A great groan arose from the trees, just as the sigh had a moment earlier. Tammy tried to move away from the tree she touched, but her hand was locked on the wood and she could not pull it free. The warmth lingered in her arm a moment and then settled at the base of her skull. Whatever the warmth was, it was alive. Spreading from her neck, downward, it took Tammy’s consciousness again.
Slipping into darkness, Tammy heard the cry of a baby split and become the cry of two babies. She knew one was a boy and one was a girl, although she never saw them. They were her twin babies and the forest wanted them. It needed them for some task that she could not understand.

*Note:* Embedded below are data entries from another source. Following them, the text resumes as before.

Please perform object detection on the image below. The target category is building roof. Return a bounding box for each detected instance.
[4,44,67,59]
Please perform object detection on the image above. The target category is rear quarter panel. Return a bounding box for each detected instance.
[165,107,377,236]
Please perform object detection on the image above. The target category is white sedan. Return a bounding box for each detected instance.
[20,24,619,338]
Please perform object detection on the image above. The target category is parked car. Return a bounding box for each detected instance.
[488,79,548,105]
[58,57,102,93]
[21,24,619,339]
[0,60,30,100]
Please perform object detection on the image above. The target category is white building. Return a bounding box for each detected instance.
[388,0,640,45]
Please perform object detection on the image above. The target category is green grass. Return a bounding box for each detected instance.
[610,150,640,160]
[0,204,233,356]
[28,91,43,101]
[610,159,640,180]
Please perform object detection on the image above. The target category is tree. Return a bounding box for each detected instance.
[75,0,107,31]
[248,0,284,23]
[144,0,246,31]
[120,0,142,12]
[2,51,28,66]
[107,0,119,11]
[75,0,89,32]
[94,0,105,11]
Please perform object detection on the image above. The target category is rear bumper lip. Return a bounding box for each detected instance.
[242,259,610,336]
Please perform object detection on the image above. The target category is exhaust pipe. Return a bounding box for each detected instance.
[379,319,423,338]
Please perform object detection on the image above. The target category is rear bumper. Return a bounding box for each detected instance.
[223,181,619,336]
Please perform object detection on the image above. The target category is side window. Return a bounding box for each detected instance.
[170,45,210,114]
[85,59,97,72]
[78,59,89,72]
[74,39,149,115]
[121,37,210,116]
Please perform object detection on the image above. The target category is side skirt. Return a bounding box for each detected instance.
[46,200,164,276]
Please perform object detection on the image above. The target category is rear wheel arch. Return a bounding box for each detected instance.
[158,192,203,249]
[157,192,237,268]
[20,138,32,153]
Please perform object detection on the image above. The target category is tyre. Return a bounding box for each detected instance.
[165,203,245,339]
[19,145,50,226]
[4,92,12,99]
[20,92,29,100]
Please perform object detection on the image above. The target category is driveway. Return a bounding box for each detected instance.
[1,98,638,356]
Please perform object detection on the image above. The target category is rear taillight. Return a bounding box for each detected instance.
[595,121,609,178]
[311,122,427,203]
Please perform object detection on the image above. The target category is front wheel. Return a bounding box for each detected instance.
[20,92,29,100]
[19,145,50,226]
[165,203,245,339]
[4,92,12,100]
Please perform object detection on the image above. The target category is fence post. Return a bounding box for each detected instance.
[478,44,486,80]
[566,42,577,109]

In the singsong lilt of a children's nursery rhyme, Tammy heard her sister singing the chorus of an unknown song:
Two babes crying in the tall treetops,
searching the forest for growing spots.
Teardrops fall and water the ground,
new gods growing all around.
Cindy was at Daisy Lawn, maybe singing in her room to some of her invisible friends, maybe just sleeping off her daily meds. Tammy could not know for sure. All she knew was that Cindy was not there with her. Moving her arms out from her sides, she could tell she was in her bed. She opened her eyes. It was still daylight outside. There were no sepia-tones and no living chair-man. A thin amber colored crochet blanket lay over her and her soft, thick comforter was under her.

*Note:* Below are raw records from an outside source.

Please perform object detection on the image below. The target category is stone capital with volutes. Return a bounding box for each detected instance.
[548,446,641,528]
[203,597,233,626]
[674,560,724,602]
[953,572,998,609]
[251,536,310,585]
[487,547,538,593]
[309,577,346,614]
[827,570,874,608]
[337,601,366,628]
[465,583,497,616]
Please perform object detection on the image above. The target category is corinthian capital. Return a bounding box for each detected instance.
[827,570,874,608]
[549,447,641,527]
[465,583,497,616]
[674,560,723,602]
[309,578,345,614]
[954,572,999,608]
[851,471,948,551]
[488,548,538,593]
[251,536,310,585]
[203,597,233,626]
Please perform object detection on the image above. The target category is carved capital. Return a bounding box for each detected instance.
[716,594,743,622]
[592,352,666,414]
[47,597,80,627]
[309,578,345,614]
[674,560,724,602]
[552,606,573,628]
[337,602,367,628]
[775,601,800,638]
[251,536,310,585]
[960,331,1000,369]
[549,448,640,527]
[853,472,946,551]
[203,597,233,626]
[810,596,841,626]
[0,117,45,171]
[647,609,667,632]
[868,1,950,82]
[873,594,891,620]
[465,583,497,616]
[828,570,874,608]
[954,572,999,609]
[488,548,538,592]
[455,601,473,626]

Laughing, she realized she must have taken a nap. The comforter was the moss of her dream, and the amber colored blanket over her had caused the sepia color of the dream. Throwing the cover aside, she moved to the edge of the bed and dangled her feet there.
It had to be well past time for Matt to be home. The clock on her nightstand said the time was only nine in the morning. That was crazy, though. Matt left at nine. Checking her cell phone, she saw that the time was correct—it was only nine in the morning.
Jumping from the bed, she trotted barefoot down the hall to the nursery. The drop plastic lay in the corner where she left it. Downstairs, in the baby room, the glass was unbroken, but the blood splatter remained—a reminder that at least part of her memory was real.
The clock in the kitchen said it was now ten minutes after nine. Confused, Tammy sat at the little table by the window and waited for Matt to be home.